I’ve spent my previous two posts focusing on my beloved flowers, most of which are currently living in pots. If I just pop a few happily blooming flowers into a pot, voila–I have an instant mini-garden! There are few things more gratifying than maximum beauty for minimum labor.

The main garden, alas, is another affair. As in previous years, the space allotted for it rivals the gardens of my Amish neighbors. However, unlike them, almost half of it is now given over to the Wild Garden, site of a Darwinian struggle for survival among many of the toughest plants on the block. (Comfrey, Jerusalem artichoke, lovage, tansy, and aronia are just a few of the contenders.)

Despite the intense competition, the Wild Garden is already lush and vibrant.


A partial view of the Wild Garden, which I like to think of as a wildlife refuge

Unfortunately, the same can’t be said of the vegetable garden. After hours of planting, weeding, and mulching, it’s starting to resemble a garden. Kind of. But the plants are still puny, and my garden looks like its major crop is going to be dirt.

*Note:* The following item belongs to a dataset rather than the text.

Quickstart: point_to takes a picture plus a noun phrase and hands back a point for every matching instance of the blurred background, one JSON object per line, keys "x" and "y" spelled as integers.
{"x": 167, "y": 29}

Two views of the baby garden

I’m hoping that when my baby vegetable garden becomes a teenager, it will look a little more like the Wild Garden. But not too much–I’d rather harvest my vegetables than forage for them.

Yes, I love my potted flowers. But the demanding, unruly garden has its charms as well.


One comment

  1. Cultivated or wild, both gardens are beautiful in their own way, sort of metaphor for life in general – ha!